Die Bedienung kam zu mir, nachdem ich mich gesetzt hatte.
„Señor, sind Sie hier wegen eines Vorstellungsgespräches?“
„Ja, woher weißt du das?“
Ohne meine Frage zu beantworten, teilte sie mir mit, dass ich im ersten Stock des Hauses erwartet werde. „Zimmer 112!“
Ich überlegte, ob ich nicht einen weiteren Kaffee zum Aufmuntern bestellen sollte. Leichtes Unbehagen machte sich Magen aufwärts breit.
Ach was, verbannte ich diesen Gedanken wieder und bezahlte den Rest der Zeche.
Da ich keinen Aufgang im Haus finden konnte, ging ich ins Freie und sah mich um. Seitlich der Hausmauer war eine Treppe angebaut, offensichtlich war das der Weg nach oben.
Manolo da Silva
16 Jahre davor …
In der Nähe des Madrider Bahnhofes Atocha, jenem, der viele Jahre später durch einen verheerenden Bombenanschlag der Al-Qaida traurige Berühmtheit erlangte, machte sich der 19-jährige Manolo da Silva auf, um als blinder Passagier von Madrid nach
Barcelona zu reisen.
Die beste Möglichkeit, dies kostenlos zu tun, bot die staatliche Eisenbahn und da erfahrungsgemäß die Frachtzüge, an denen meistens leere Waggons angekoppelt waren.
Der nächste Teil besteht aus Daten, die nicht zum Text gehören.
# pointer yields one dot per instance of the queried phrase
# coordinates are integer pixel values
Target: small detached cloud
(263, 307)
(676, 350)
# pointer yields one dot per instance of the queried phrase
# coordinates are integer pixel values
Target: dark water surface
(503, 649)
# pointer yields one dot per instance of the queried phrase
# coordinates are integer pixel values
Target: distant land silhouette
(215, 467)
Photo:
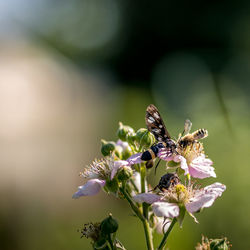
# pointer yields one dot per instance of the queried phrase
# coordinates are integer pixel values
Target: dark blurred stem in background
(223, 107)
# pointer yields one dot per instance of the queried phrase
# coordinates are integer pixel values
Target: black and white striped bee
(156, 126)
(168, 180)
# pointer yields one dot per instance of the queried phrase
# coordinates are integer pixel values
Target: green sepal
(124, 173)
(123, 130)
(181, 216)
(109, 225)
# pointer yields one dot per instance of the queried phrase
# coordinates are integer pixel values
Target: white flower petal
(165, 209)
(216, 189)
(201, 168)
(206, 197)
(92, 187)
(146, 197)
(199, 202)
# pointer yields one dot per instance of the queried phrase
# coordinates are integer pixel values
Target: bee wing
(187, 127)
(155, 124)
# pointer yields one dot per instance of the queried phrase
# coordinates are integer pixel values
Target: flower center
(190, 152)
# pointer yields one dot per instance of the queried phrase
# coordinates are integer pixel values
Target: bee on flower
(179, 198)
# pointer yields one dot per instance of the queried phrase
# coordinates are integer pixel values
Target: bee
(156, 126)
(167, 180)
(187, 139)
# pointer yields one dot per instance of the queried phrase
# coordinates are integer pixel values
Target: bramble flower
(192, 160)
(102, 171)
(192, 199)
(216, 244)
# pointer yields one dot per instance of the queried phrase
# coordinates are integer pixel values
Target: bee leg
(157, 165)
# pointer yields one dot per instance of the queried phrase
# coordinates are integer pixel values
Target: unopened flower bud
(123, 131)
(144, 138)
(109, 225)
(125, 173)
(107, 147)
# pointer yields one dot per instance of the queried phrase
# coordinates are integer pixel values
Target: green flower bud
(144, 138)
(123, 130)
(107, 147)
(109, 225)
(125, 173)
(130, 138)
(126, 153)
(219, 244)
(111, 185)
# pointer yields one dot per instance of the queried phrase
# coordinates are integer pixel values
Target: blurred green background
(71, 70)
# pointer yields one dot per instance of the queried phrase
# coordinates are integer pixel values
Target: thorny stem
(139, 214)
(164, 239)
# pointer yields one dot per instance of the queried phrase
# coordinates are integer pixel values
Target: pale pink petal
(122, 144)
(92, 187)
(206, 197)
(165, 155)
(116, 166)
(201, 168)
(134, 159)
(216, 189)
(137, 182)
(146, 197)
(197, 203)
(165, 209)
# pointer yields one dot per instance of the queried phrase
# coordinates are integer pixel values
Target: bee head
(171, 144)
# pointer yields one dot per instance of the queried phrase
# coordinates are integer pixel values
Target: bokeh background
(71, 70)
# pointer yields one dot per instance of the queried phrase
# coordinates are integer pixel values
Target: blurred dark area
(71, 70)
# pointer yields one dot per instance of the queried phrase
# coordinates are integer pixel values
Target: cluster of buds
(123, 172)
(102, 234)
(213, 244)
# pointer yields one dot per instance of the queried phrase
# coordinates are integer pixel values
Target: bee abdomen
(200, 134)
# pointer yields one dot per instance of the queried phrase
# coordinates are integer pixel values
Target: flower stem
(148, 235)
(147, 229)
(164, 239)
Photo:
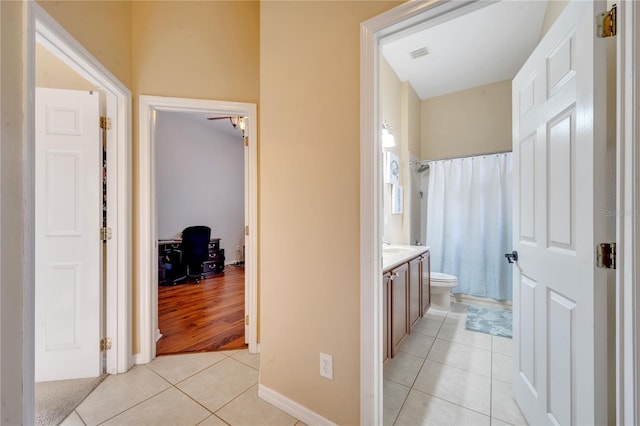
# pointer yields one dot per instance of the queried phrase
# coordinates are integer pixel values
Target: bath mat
(489, 320)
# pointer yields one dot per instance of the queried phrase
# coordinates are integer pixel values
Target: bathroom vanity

Man sollte allerdings körperlich einigermaßen fit sein, da man erst außerhalb des Bahnhofes aufspringen konnte. Genau an der Stelle, an jener der Zug noch nicht die volle Fahrtgeschwindigkeit erreicht hatte und die Gefahr von Eisenbahnarbeitern erwischt zu werden, geringer war. Gefahr lauerte auch in den Frachträumen der Waggons selbst. Sogenannte „Hobos“, die es vor einem selbst geschafft hatten, aufzuspringen, verteidigen ihre hart erkämpften Plätze. Nicht selten passierte es, dass einer bei voller Fahrt wieder hinausgestoßen wurde, wenn er gerade dabei war, sich hochzuziehen.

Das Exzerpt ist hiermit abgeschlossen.